As always this time of year, there are boatloads of stories about callous toy manufacturers insisting that U.S. children have available to them playthings that might harm or kill them. (See, e.g., surveys from the consumer group PIRG and from the American Association for Justice.) Just the morning, the Today Show devoted an entire segment to Consumer Product Safety Commission and federal law enforcement efforts to keep unsafe toys from getting onto shelves at Wal Mart and other retailers, and into the tiny hands – and stomachs- of our nation’s kids. (See below.)
But what’s been interesting this year is that in addition to toy safety stories, there have been a number of stories focusing on worker conditions at retail outlets - and even more sadly, on the hazardous overseas plants supplying U.S. consumers with cheap goods. Let’s start with this country.
You may have heard about the 100-city Thanksgiving Day and Black Friday Wal Mart strike prompted by working conditions, including forcing workers to work Thanksgiving Day. In addition, there’s an article today in The Recorder about class-actions against Wal Mart and K-Mart by cashiers who have been denied “suitable seating”, in violation of California law. This week, the Ninth Circuit Court of Appeals “agreed to review class certification of roughly 22,000 Wal-Mart cashiers in California who claim they were denied a place to sit in violation of state labor regulations.… Meanwhile, U.S. District Judge William Alsup concluded a bench trial last week in a similar case against Kmart Corp. That case focused on 65 cashiers employed by one Kmart store in the Central Valley city of Tulare and maximum penalties of less than $500,000.”
But when it comes to tales of outright calamity and heartbreak, nothing comes close this holiday season to the fire last week at a Bangladesh clothing factory, which killed 112 people as 1,400 workers (70% women) were trapped inside a building with locked doors and no emergency exists:
An Associated Press reporter at the factory discovered children's shorts with Wal-Mart's Faded Glory label, hooded sweat shirts emblazoned with Disney cartoons, shorts with hip-hop star Sean Combs' ENYCE tag, and sweaters from the French company Teddy Smith and the Scottish company Edinburgh Woollen Mill.
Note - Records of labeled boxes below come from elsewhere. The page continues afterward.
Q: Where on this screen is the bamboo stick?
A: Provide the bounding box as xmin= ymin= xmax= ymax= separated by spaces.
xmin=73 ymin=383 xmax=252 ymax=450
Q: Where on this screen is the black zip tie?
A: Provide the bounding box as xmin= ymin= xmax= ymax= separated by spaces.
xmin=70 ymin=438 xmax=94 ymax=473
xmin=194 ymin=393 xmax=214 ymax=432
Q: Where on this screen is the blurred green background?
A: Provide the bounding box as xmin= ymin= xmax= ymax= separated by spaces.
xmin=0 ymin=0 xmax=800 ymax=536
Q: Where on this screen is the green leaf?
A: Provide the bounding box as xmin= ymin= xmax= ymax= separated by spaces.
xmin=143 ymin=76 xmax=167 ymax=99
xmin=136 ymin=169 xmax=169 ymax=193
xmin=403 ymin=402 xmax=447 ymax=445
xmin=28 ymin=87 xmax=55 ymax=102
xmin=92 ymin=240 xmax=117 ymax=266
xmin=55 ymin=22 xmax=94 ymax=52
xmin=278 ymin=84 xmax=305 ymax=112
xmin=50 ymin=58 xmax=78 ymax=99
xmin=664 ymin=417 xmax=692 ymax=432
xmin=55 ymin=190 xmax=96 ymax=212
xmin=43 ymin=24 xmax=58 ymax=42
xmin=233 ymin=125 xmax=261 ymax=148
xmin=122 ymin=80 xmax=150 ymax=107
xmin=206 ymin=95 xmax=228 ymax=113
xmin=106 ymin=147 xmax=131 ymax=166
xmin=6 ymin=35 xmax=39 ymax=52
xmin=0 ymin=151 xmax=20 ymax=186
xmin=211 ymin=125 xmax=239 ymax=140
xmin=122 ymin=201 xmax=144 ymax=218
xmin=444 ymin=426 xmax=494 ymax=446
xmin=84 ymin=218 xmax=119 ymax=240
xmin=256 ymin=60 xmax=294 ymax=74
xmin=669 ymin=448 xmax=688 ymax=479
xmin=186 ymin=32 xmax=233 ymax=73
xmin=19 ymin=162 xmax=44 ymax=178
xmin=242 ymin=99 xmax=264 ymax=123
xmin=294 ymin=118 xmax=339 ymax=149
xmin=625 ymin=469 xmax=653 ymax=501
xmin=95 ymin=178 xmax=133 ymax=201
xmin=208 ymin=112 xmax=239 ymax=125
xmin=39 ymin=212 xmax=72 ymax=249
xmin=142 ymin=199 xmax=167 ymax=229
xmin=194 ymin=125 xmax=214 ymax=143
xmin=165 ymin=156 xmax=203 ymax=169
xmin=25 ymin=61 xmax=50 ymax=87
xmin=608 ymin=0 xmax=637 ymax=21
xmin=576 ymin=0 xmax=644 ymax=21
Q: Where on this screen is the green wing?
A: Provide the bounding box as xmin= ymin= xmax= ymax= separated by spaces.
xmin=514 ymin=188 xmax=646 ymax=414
Sears was among the companies listed in the account books. Wal-Mart said it received a safety audit that showed the factory was "high-risk" and had decided well before the blaze to stop doing business with Tazreen. But it said a supplier had continued to use Tazreen without authorization. The retailer said it stopped doing business with the supplier Monday. Sears said it learned after the blaze that its merchandise was being produced there without its approval through a vendor that has since been fired.
Walt Disney Co., which licenses its characters to clothing makers, said its records indicate that none of its licensees have been permitted to make Disney-brand products at the factory for at least a year.
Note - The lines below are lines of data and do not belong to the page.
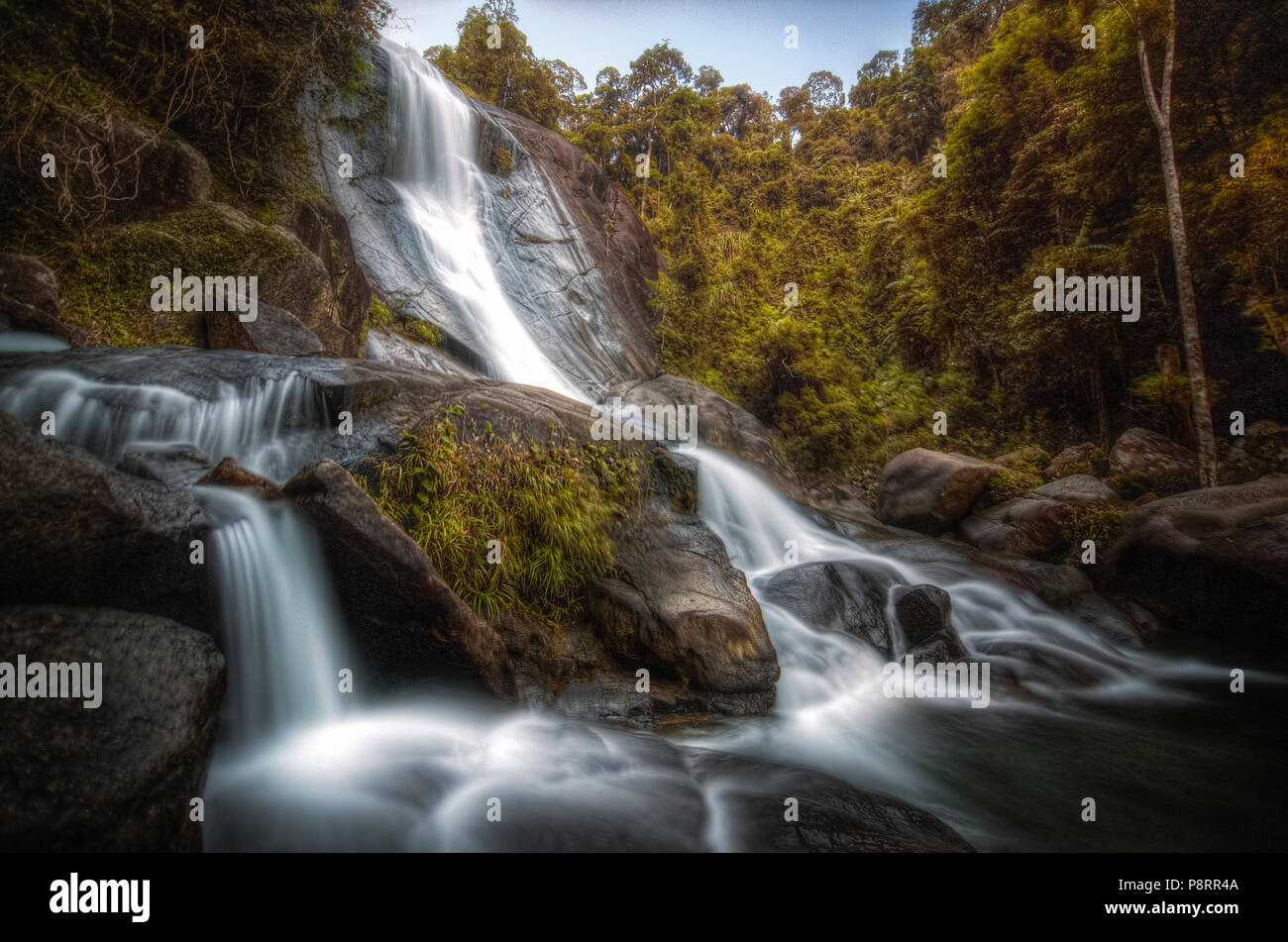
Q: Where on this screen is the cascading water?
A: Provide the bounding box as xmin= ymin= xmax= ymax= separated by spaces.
xmin=197 ymin=486 xmax=347 ymax=743
xmin=0 ymin=33 xmax=1278 ymax=849
xmin=383 ymin=42 xmax=581 ymax=397
xmin=296 ymin=43 xmax=1282 ymax=848
xmin=0 ymin=368 xmax=326 ymax=480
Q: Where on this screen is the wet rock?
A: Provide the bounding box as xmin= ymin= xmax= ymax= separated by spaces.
xmin=958 ymin=493 xmax=1076 ymax=558
xmin=606 ymin=374 xmax=805 ymax=499
xmin=890 ymin=585 xmax=953 ymax=647
xmin=282 ymin=461 xmax=514 ymax=696
xmin=1109 ymin=429 xmax=1199 ymax=496
xmin=197 ymin=459 xmax=282 ymax=500
xmin=651 ymin=447 xmax=698 ymax=513
xmin=0 ymin=413 xmax=209 ymax=628
xmin=0 ymin=605 xmax=226 ymax=853
xmin=1220 ymin=418 xmax=1288 ymax=483
xmin=116 ymin=446 xmax=210 ymax=487
xmin=1033 ymin=474 xmax=1122 ymax=504
xmin=306 ymin=42 xmax=658 ymax=392
xmin=1042 ymin=442 xmax=1109 ymax=481
xmin=288 ymin=199 xmax=371 ymax=357
xmin=0 ymin=253 xmax=85 ymax=346
xmin=686 ymin=749 xmax=973 ymax=853
xmin=587 ymin=500 xmax=778 ymax=695
xmin=1095 ymin=474 xmax=1288 ymax=644
xmin=890 ymin=585 xmax=966 ymax=663
xmin=761 ymin=563 xmax=894 ymax=658
xmin=202 ymin=304 xmax=323 ymax=357
xmin=877 ymin=448 xmax=1001 ymax=535
xmin=483 ymin=106 xmax=660 ymax=375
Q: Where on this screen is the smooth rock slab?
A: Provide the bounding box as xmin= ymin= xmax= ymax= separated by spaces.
xmin=0 ymin=606 xmax=226 ymax=852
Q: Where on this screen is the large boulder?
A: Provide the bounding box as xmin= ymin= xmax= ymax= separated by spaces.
xmin=608 ymin=374 xmax=805 ymax=499
xmin=1095 ymin=474 xmax=1288 ymax=644
xmin=0 ymin=108 xmax=214 ymax=223
xmin=958 ymin=493 xmax=1076 ymax=559
xmin=483 ymin=106 xmax=661 ymax=375
xmin=202 ymin=304 xmax=323 ymax=357
xmin=0 ymin=253 xmax=85 ymax=346
xmin=587 ymin=499 xmax=778 ymax=708
xmin=760 ymin=563 xmax=894 ymax=658
xmin=1109 ymin=429 xmax=1199 ymax=495
xmin=103 ymin=115 xmax=214 ymax=223
xmin=1042 ymin=442 xmax=1109 ymax=481
xmin=0 ymin=605 xmax=226 ymax=853
xmin=283 ymin=461 xmax=514 ymax=695
xmin=0 ymin=413 xmax=209 ymax=628
xmin=890 ymin=584 xmax=966 ymax=662
xmin=116 ymin=446 xmax=210 ymax=487
xmin=1220 ymin=418 xmax=1288 ymax=483
xmin=287 ymin=199 xmax=371 ymax=347
xmin=1033 ymin=474 xmax=1122 ymax=506
xmin=877 ymin=448 xmax=1001 ymax=535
Harold Meyerson at the Washington Post wrote of the fire and these corporate excuses in a poignant column:
In its gruesome particulars — locked doors, no emergency exits, workers leaping to their deaths — the blaze seems a ghastly centennial reenactment of the Triangle Shirtwaist fire of 1911, when 146 workers similarly jumped to their deaths or were incinerated after they found the exit doors were locked. …
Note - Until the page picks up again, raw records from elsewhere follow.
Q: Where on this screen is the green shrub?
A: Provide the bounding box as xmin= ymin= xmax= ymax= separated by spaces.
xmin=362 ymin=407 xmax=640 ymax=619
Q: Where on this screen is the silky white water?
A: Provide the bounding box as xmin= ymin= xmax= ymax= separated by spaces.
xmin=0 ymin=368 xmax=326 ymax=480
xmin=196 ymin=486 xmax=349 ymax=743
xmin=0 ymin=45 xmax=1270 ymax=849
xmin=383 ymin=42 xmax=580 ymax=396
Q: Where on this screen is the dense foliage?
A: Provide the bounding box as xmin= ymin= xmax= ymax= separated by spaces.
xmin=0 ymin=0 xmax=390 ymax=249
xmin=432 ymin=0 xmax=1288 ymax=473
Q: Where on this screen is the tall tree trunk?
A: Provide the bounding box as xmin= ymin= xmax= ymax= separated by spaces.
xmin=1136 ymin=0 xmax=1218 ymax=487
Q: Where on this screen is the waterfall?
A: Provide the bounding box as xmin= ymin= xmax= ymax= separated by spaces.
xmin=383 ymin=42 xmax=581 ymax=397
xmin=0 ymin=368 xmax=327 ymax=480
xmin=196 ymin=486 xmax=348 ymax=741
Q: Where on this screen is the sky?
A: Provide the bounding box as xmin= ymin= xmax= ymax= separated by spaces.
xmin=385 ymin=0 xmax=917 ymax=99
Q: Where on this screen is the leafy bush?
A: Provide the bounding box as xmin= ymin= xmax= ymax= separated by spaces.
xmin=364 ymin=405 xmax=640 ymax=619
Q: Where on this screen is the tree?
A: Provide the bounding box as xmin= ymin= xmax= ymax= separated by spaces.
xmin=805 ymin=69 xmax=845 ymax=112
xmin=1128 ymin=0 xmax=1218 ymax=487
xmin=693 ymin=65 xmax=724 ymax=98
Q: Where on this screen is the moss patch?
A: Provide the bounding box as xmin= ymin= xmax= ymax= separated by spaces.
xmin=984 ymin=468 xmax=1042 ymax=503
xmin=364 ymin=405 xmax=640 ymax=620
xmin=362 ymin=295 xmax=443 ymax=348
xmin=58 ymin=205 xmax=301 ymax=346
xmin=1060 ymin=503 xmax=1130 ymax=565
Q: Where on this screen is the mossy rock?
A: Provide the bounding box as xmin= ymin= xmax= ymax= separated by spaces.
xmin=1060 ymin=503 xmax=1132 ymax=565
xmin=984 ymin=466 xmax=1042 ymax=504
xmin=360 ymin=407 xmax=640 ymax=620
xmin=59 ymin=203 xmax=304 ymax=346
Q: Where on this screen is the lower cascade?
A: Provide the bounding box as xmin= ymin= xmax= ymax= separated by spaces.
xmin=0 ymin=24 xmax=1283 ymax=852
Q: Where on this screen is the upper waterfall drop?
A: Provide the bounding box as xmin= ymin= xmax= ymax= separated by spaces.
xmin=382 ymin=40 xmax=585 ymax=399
If this were an isolated incident of Wal-Mart denying responsibility for the conditions under which the people who make and move its products labor, then the Bangladeshi disaster wouldn’t reflect quite so badly on the company. But the very essence of the Wal-Mart system is to employ thousands upon thousands of workers through contractors and subcontractors and sub-subcontractors, who are compelled by Wal-Mart’s market power and its demand for low prices to cut corners and skimp on safety. And because Wal-Mart isn’t the employer of record for these workers, the company can disavow responsibility for their conditions of work.
This system isn’t reserved just for workers in faraway lands: Tens of thousands of American workers labor under similar arrangements. Many are employed at little more than the minimum wage in the massive warehouses in the inland exurbs of Los Angeles, where Wal-Mart’s imports from Asia are trucked from the city’s harbor to be sorted and packaged and put on the trucks and trains that take them to Wal-Mart stores for a thousand miles around. …
Other discount retailers — notably Costco and Trader Joe’s — pay their workers far more, train them more extensively, have much lower rates of turnover and much higher rates of sales per employee, according to a Harvard Business Review article by Zeynep Ton of the MIT Sloan School of Management. Costco is a very profitable business, but Wal-Mart maintains an even higher profit margin, which it achieves by underpaying its employees. The conservative economic blogger Megan McArdle estimates that if Wal-Mart held its profit margin down to Costco’s level, its average worker would make about $2,850 more each year — a considerable increase in a sector where workers’ earnings average less than $25,000 a year. But Wal-Mart neither pays its own nor takes responsibility for those who make and move its wares.
For America’s largest private-sector employer, the emergency exits are always open.